Pulmonary arterial hypertension The prevalence of pulmonary arterial hypertension in patients with ASD is estimated to be between 6 and 27% [25, 26]. Yong et al [27] reported that patients with advanced PAH have significantly lower PAP but never reaching normal values. PAP decreases at least partially after ASD closure, due to decreased pulmonary flow and probably also due to decreased pulmonary vascular resistance (PVR). Although we cannot provide hemodynamic monitoring data, it is likely that persistent elevation of PVR is the reason for the persistence of a high SPAP in some of our patients.
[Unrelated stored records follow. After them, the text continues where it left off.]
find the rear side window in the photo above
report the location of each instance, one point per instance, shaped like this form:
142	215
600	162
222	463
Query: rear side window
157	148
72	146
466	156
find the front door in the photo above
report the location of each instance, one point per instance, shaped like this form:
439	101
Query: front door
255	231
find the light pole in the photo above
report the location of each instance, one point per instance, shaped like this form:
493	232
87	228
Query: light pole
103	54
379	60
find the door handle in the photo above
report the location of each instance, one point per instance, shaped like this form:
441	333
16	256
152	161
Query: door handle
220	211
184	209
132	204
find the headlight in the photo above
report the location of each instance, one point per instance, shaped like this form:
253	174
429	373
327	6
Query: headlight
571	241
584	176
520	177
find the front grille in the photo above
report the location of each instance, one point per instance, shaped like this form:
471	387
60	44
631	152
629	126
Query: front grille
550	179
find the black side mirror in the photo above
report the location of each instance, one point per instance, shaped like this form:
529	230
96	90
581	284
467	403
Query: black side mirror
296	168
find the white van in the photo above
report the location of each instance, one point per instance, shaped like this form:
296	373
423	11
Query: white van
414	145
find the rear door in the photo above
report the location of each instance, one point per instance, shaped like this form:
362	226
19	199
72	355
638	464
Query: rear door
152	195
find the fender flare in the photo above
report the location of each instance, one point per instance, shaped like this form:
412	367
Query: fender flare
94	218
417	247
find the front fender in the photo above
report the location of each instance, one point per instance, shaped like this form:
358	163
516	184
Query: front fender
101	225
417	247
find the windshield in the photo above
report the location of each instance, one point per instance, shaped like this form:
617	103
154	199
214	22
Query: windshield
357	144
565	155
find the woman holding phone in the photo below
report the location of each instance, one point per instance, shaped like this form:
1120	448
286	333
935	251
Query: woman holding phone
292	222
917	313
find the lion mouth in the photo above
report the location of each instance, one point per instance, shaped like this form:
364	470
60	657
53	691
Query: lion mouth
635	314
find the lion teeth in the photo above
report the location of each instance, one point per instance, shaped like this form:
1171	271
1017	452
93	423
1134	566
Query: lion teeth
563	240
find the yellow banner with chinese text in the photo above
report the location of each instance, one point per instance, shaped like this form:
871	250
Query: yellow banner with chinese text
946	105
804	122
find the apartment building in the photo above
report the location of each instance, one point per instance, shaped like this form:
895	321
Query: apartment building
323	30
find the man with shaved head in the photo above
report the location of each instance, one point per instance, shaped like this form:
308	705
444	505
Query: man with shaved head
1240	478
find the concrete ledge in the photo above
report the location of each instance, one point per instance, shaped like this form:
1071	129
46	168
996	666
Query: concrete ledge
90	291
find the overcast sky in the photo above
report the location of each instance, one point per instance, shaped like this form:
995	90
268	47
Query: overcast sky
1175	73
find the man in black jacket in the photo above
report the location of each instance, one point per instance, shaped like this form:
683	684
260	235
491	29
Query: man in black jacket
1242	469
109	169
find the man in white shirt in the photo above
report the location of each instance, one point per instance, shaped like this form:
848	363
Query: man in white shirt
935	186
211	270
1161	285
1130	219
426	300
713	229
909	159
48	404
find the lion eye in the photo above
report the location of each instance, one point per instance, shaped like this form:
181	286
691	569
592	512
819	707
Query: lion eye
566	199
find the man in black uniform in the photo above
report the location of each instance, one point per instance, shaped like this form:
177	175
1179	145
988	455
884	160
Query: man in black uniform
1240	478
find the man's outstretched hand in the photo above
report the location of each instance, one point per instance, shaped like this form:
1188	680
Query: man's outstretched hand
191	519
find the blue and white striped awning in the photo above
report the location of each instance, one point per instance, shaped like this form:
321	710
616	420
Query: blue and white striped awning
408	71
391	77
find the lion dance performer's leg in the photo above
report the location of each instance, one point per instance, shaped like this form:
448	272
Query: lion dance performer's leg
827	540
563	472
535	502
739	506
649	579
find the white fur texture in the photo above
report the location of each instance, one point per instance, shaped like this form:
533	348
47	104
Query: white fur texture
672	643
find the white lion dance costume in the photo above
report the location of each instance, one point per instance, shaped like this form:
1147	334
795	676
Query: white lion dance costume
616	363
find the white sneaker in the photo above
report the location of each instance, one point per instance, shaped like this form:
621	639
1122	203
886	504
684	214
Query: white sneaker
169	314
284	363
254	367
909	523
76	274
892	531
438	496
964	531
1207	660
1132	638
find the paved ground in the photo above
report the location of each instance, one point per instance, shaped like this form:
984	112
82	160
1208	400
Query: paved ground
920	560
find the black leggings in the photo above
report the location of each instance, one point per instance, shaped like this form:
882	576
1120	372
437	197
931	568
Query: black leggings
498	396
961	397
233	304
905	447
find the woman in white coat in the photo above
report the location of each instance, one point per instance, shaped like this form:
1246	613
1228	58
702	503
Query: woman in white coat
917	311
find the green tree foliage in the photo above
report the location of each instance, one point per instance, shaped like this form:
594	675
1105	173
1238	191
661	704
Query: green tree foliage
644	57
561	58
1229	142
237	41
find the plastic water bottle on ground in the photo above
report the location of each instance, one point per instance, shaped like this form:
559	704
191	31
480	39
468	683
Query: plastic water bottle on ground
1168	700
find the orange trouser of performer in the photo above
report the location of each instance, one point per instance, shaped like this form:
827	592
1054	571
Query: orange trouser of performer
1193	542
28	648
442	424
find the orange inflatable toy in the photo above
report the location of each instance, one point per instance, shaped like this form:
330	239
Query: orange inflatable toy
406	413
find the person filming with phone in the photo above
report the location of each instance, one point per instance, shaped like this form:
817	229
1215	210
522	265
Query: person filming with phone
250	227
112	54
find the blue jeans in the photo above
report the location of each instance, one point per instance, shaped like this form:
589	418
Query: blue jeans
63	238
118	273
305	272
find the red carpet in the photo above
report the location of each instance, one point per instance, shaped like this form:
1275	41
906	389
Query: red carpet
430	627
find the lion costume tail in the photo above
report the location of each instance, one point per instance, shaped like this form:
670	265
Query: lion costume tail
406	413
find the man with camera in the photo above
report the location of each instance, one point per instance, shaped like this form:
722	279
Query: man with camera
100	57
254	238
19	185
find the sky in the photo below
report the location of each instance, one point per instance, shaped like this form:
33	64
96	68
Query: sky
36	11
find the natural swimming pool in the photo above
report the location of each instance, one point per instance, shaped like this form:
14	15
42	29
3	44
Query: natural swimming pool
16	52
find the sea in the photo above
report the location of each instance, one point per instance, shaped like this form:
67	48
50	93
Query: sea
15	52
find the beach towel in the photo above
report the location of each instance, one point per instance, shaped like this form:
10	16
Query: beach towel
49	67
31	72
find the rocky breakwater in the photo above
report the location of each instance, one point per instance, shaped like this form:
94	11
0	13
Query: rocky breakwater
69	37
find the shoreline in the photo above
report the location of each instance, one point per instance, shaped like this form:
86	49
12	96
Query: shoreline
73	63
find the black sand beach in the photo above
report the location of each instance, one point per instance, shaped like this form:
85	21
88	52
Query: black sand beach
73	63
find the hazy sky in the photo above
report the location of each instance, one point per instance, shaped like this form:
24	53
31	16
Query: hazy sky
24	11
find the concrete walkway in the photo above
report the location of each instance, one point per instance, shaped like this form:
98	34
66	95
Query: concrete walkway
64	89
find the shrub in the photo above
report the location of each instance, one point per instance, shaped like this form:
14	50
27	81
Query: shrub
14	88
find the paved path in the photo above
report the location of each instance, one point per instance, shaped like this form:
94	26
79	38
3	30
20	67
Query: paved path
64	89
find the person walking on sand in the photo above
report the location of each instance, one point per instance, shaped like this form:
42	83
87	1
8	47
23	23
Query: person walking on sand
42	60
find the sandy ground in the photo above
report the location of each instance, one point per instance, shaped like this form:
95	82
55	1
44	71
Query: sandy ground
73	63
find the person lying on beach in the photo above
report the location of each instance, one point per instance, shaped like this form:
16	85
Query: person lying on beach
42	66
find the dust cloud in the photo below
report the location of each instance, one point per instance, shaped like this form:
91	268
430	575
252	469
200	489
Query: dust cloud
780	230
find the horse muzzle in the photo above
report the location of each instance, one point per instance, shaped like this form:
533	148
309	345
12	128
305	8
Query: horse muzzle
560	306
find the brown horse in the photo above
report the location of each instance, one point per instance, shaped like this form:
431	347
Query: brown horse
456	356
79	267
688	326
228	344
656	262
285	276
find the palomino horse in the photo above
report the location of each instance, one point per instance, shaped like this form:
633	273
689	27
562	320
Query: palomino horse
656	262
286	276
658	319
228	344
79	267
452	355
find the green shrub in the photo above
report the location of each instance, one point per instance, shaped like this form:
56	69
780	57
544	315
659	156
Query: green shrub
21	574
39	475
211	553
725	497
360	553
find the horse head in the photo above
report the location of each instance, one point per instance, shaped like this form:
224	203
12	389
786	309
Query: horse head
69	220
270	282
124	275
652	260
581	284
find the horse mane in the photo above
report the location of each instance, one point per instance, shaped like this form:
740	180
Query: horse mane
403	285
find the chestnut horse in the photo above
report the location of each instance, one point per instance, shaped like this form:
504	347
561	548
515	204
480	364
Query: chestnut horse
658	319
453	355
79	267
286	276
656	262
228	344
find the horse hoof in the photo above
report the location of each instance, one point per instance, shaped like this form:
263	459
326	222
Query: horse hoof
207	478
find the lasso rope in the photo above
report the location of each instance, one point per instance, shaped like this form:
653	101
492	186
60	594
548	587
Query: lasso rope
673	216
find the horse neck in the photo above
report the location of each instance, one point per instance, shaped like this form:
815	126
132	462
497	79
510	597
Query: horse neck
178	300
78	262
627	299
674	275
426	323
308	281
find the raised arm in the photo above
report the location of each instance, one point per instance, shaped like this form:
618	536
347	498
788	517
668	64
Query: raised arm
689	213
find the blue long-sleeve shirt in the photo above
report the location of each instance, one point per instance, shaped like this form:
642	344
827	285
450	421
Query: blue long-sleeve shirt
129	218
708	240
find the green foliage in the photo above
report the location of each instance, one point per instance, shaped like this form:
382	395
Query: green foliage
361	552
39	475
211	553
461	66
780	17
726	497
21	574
There was a close relationship between PAP and functional status
Right ventricular remodelling Closure of the atrial septal defect results in a significant reduction in RV size and an increase in left ventricular volume [28, 29]. Reduction in RV size occurs immediately after ASD closure and is maintained within the next 3 to 6 months [30]. This study shows that a significant reduction in the RV size can be observed even in elderly patients, although the latter have the largest ventricular volumes before and after the procedure.
Mortality Nowadays the ASD percutaneous closure can be carried out with a mortality almost close to zero, even in the elderly group. An overall benefit of the mortality intervention is even more likely. However; it would never be proven in a randomized trial because it would be unethical to conduct such a study today.